Hyde v. Melvin

Vah Ness, J.

delivered the opinion of the court. Several objections are made to the plaintiff’s right of recovery in this case ; first, that the defendant intended to order out his company merely for the purpose of enrolling it. The words of the act are, “ That no officer, or other person, shall call out, or order any of the militia of this state to appear or exercise, on any day,” &c. so that if it were even competent to the defendant to set up his private views or object in calling out his company, in opposition to his written directions to Ward, this case still comes within the statute. No officer is permitted to order any of the militia even to appear, during any election, or within ten days previous thereto.

Second, it is objected that the defendant acted by command of his colonel. This is no excuse, even if the fact were as alleged, for it would only prove the colonel to be equally culpable. But the order from the colonel does not afford the defendant the least apology. It does not direct him to call out or •order his company to appear or exercise; and even if through *524ignorance the defendant might so have understood it, it cxmtained no directions as to time.

Thirdly, it is said that Ward had not received his warrant as a corporal, and was not, therefore, legally authorized to execute the defendant’s order. Whether Ward was a non-commissioned officer who had duly received his warrant, is perfectly immaterial.
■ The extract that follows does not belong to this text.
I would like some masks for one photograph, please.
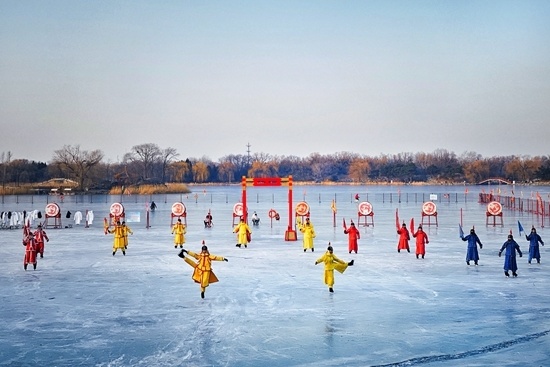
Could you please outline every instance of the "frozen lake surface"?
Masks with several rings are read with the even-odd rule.
[[[232,209],[240,187],[193,188],[190,194],[153,198],[158,209],[146,228],[150,198],[108,197],[59,203],[63,226],[47,229],[50,242],[37,270],[23,270],[21,230],[0,231],[1,366],[549,366],[550,236],[540,219],[504,212],[504,226],[486,226],[486,206],[442,200],[464,188],[415,187],[403,192],[438,194],[438,226],[425,226],[430,243],[424,260],[397,253],[395,212],[407,225],[421,221],[421,200],[389,202],[379,195],[396,188],[296,187],[295,201],[310,205],[317,237],[315,252],[284,241],[287,191],[248,190],[249,212],[262,222],[252,227],[247,249],[235,247]],[[206,191],[203,191],[206,190]],[[369,194],[375,226],[360,227],[359,253],[348,254],[342,218],[357,222],[350,198]],[[375,192],[378,192],[375,194]],[[519,189],[518,189],[519,190]],[[525,189],[526,195],[530,188]],[[548,190],[547,190],[548,191]],[[411,194],[412,195],[412,194]],[[336,197],[336,227],[330,209]],[[112,202],[124,203],[139,222],[126,256],[111,255],[112,235],[102,219]],[[39,209],[44,197],[5,198],[2,211]],[[52,198],[48,198],[51,202]],[[192,269],[174,249],[171,206],[187,206],[185,247],[199,252],[201,241],[229,262],[214,262],[220,279],[200,298]],[[270,223],[267,212],[281,214]],[[202,220],[212,210],[214,226]],[[65,212],[93,210],[89,228],[74,225]],[[466,243],[458,238],[475,225],[484,244],[479,266],[465,263]],[[137,214],[139,213],[139,214]],[[527,263],[528,242],[517,221],[531,225],[548,245],[542,263]],[[506,278],[498,250],[509,230],[525,256],[518,278]],[[331,242],[335,254],[355,266],[336,273],[335,292],[323,284],[315,260]]]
None of the non-commissioned officers in the defendant’s campany had received their warrants, though they had all been regularly appointed. Ward was appointed a corporal, and, in pursuance of a written order from the defendant, warned the plaintiff to appear, equipped according to law, to perform military duty; and the defendant cannot be allowed to set up his not having a regular warrant.
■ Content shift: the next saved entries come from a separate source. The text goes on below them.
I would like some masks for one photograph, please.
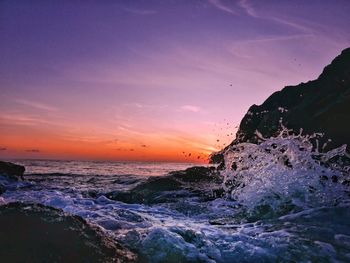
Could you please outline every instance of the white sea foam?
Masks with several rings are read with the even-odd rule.
[[[261,137],[261,136],[260,136]],[[306,209],[336,205],[347,199],[348,167],[332,162],[346,157],[346,147],[319,152],[314,136],[291,135],[262,138],[260,144],[241,143],[225,152],[224,186],[232,200],[247,209]]]

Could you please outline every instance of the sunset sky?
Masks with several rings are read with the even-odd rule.
[[[0,1],[0,158],[204,162],[250,105],[350,46],[349,14],[346,0]]]

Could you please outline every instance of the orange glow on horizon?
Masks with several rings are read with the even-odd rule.
[[[25,101],[23,109],[0,113],[1,159],[208,163],[212,152],[233,139],[233,124],[193,122],[201,110],[189,105],[174,110],[178,116],[171,120],[156,121],[162,110],[153,106],[127,105],[101,118],[89,108],[78,114],[37,104]]]
[[[0,157],[6,159],[70,159],[208,163],[219,148],[203,138],[181,134],[70,134],[45,125],[7,125],[0,138]]]
[[[35,147],[32,147],[33,139],[36,140]],[[111,147],[87,142],[48,142],[47,138],[5,138],[5,140],[6,149],[7,147],[12,149],[7,150],[7,154],[14,158],[206,163],[210,154],[189,147],[172,145],[171,142],[164,147],[161,145],[130,147],[128,144]]]

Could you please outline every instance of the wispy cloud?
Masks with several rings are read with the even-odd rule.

Lastly, it is urged that the defendant was ignorant of the statute, and that he has, therefore, not incurred the penalty imposed, for a violation of what most certainly is a wise and salutary provision in the election law. I notice this objection, only because it is made. Every officer is bound and presumed to know the duties appertaining to his station, and the penalties to which he is exposed. To show, however, that this is probably a mere pretence, I would observe that the 25th section of the present election law (upon which this suit is brought) is an exact copy of the 18th section of the former election law, passed in 1801, so that the law on this subject had, for thirteen years, been just as it was when this transgression was committed, The plaintiff is entitled to judgment.